Personal information
- Full name: Alexander Antony Parsons
- Date of birth: 7 September 1992 (age 33)
- Place of birth: Worthing, England
- Position(s): Midfielder

Team information
- Current team: Worthing

Youth career
- 2009–2011: Bournemouth

Senior career*
- Years: Team / Apps / (Gls)
- 2011–2012: Bournemouth / 5 / (0)
- 2011: → Wimborne Town (loan)
- 2012: → Bashley (loan) / 2 / (0)
- 2013–2014: Whitehawk / 14 / (0)
- 2014: Worthing / 8
- 2014–2017: Bognor Regis Town
- 2017–: Worthing / 104

= Alex Parsons (footballer, born 1992) =

English footballer

Alexander Antony Parsons (born 7 September 1992) is an English footballer who plays as a midfielder for Worthing.

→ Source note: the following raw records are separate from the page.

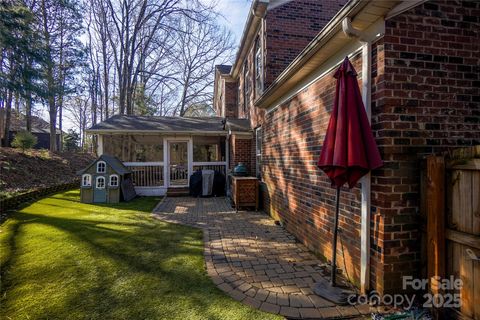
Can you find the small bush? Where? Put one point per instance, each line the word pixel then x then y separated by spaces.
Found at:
pixel 24 140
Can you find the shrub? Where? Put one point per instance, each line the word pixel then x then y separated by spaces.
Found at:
pixel 24 140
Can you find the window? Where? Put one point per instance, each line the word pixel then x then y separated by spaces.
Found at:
pixel 258 69
pixel 101 167
pixel 86 180
pixel 258 151
pixel 246 89
pixel 100 183
pixel 113 180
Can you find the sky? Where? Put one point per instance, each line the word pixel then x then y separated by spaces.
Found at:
pixel 234 17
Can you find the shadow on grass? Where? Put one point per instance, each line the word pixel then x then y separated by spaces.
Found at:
pixel 133 268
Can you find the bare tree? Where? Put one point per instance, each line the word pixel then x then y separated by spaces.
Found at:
pixel 204 44
pixel 61 28
pixel 153 57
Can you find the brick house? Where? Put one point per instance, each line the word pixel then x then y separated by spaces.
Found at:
pixel 418 68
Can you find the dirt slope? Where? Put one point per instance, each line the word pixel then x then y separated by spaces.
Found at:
pixel 34 169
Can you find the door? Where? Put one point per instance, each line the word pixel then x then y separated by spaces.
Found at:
pixel 99 191
pixel 178 163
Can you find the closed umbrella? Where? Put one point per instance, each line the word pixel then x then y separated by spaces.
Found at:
pixel 349 150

Parsons was born in Worthing, West Sussex. He joined AFC Bournemouth on a two-year scholarship in the summer of 2009, and signed his first professional contract at the end of his scholarship. In August 2011, he and Dan Strugnell joined Southern League Division One club Wimborne Town on a three-month loan deal.

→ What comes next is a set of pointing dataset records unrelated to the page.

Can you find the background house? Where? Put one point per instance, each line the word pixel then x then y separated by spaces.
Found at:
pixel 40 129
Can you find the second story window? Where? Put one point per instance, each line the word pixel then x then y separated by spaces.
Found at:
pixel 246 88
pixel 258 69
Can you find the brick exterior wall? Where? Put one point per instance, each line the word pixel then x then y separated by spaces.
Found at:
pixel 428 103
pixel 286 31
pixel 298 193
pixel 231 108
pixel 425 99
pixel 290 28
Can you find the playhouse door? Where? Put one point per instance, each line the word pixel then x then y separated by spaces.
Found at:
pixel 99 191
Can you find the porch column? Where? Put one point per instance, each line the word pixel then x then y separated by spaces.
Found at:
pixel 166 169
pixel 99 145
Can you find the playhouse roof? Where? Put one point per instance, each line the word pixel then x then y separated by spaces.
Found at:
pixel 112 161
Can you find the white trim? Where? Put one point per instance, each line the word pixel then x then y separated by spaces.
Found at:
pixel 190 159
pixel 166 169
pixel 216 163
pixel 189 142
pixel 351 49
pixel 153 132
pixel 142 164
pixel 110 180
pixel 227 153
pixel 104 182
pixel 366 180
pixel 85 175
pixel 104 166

Parsons made his professional debut in Football League One for AFC Bournemouth on 2 January 2012, in a 2–0 League Two win over Wycombe Wanderers, coming on as a late substitute for Marc Pugh. Two weeks later, he joined Southern League Premier Division Bashley on a one-month loan. He was released at the end of the season by new manager Paul Groves. He trained with the Nike Football Academy after being on trial with Brighton & Hove Albion.